PODER JUDICIÁRIO DO ESTADO DO PIAUÍ
TRIBUNAL DE JUSTIÇA DO ESTADO DO PIAUÍ

5ª Câmara de Direito Público

APELAÇÃO CÍVEL (198) Nº 0856134-67.2024.8.18.0140
APELANTE: ESTADO DO PIAUI, FUNDACAO UNIVERSIDADE ESTADUAL DO PIAUI FUESPI, NUCEPE - NÚCLEO DE CONCURSOS E PROMOÇÃO DE EVENTOS

APELADO: TAMARA SOUSA RODRIGUES
Advogado(s) do reclamado: YURI LINDOSO LEITE
RELATOR(A): Desembargador PEDRO DE ALCÂNTARA MACÊDO

 

 

EMENTA

 

Ementa: DIREITO ADMINISTRATIVO E PROCESSUAL CIVIL. APELAÇÃO CÍVEL. CONCURSO PÚBLICO. POLÍCIA MILITAR DO ESTADO DO PIAUÍ. EXAME PSICOLÓGICO. AUSÊNCIA DE FUNDAMENTAÇÃO TÉCNICA SUFICIENTE E DE TRANSPARÊNCIA. NULIDADE DO ATO ELIMINATÓRIO. DESPROVIMENTO.

I. CASO EM EXAME

  1. Apelação cível contra sentença que julgou procedente Ação Ordinária, confirmou a tutela de urgência, declarou nulo o ato que eliminou candidata de concurso público regido pelo Edital nº 2/2021 e assegurou seu prosseguimento no certame, com determinação de reintegração ao cargo, caso a exoneração tenha decorrido do teste psicológico.

  2. Os Apelantes sustentam a legalidade da avaliação psicológica, a existência de previsão legal e editalícia, a motivação do laudo e a possibilidade de recurso administrativo. A Apelada afirma que o laudo permaneceu subjetivo, sem indicação clara dos parâmetros técnicos, do sistema de correção e da interpretação dos escores utilizados para a conclusão de inaptidão.

II. QUESTÃO EM DISCUSSÃO

  1. Há duas questões em discussão, saber se: (i) a avaliação psicológica observou critérios objetivos, motivação suficiente e transparência compatíveis com a eliminação da candidata do certame; e (ii) o controle judicial do ato eliminatório, nessas circunstâncias, configura indevida incursão no mérito administrativo.

III. RAZÕES DE DECIDIR

  1. A avaliação psicológica em concurso público é válida quando houver previsão legal e editalícia, critérios objetivos e possibilidade de revisão do resultado. A ausência desses requisitos autoriza o controle judicial da legalidade do ato administrativo.

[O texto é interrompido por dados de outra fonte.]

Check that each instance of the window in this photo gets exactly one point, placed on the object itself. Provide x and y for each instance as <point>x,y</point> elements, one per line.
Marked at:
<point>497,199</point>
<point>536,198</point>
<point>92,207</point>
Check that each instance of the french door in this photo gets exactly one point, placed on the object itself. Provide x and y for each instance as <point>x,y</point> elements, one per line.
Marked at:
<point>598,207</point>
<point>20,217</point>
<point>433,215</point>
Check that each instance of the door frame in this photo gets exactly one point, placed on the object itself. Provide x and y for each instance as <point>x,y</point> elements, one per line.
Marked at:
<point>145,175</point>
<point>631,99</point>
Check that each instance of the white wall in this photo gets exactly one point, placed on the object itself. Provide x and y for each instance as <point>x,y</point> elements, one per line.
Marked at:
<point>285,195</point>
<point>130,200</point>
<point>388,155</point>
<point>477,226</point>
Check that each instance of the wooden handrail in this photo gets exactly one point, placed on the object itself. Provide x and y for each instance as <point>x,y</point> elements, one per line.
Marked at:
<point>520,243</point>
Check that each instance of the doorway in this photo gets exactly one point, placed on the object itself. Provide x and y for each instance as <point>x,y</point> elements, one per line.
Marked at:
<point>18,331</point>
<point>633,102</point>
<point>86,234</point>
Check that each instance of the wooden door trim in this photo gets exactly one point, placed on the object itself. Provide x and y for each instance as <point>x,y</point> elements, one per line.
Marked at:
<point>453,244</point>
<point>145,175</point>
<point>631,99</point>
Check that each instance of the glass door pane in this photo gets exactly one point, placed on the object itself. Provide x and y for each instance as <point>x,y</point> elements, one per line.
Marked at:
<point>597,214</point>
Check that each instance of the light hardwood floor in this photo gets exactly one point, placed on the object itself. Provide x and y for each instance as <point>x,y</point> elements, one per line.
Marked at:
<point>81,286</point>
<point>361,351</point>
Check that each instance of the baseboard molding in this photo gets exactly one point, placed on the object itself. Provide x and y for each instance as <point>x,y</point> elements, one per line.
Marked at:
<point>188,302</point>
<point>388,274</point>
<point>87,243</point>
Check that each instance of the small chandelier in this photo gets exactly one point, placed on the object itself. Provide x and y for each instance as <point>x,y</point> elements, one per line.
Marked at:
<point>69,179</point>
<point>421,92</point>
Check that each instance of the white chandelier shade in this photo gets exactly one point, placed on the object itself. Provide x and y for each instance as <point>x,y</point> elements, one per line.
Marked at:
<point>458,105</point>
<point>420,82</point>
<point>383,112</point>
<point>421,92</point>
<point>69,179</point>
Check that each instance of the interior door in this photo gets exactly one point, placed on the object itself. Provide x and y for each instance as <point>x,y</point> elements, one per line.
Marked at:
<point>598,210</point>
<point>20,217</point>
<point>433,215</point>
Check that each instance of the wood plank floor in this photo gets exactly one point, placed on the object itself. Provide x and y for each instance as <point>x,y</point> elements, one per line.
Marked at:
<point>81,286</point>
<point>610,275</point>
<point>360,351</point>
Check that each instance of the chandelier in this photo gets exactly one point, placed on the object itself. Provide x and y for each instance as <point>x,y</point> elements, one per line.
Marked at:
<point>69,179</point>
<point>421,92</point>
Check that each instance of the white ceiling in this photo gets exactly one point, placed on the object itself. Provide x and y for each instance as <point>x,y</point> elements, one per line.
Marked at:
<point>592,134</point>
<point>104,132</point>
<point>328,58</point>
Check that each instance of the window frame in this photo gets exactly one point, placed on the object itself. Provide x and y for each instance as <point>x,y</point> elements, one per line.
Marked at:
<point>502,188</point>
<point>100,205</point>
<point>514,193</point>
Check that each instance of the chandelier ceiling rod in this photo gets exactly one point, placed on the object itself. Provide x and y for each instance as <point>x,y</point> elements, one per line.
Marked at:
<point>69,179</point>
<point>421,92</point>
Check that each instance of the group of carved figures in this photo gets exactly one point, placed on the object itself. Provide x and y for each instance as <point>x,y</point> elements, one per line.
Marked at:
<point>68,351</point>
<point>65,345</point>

  2. No caso, o laudo psicológico indicou método e técnica empregados, mas não explicitou o percurso lógico da conclusão de inaptidão. A fundamentação limitou-se a apontar percentil baixo em capacidade de trabalhar em equipe e traço de introversão, sem demonstrar de forma clara como esses elementos levaram à eliminação.

  3. A Banca Examinadora também não disponibilizou cópias integrais das avaliações psicológicas, em afronta ao art. 10, § 1º, do Decreto Estadual nº 15.259/2013. A omissão comprometeu o contraditório e a ampla defesa.

  4. O controle jurisdicional incidiu sobre a legalidade, a motivação e a observância das garantias do certame, sem substituição do mérito pelo julgador.

IV. DISPOSITIVO E TESE

  1. Apelação Cível conhecida e desprovida.

Tese de julgamento: “1. A avaliação psicológica em concurso público exige previsão legal e editalícia, critérios objetivos, fundamentação suficiente e possibilidade efetiva de revisão. 2. É nulo o ato de eliminação fundado em laudo psicológico que não explicita, de modo claro, os critérios técnicos da inaptidão e impede o acesso integral ao exame. 3. O controle judicial da legalidade do exame psicotécnico não configura violação ao mérito administrativo.”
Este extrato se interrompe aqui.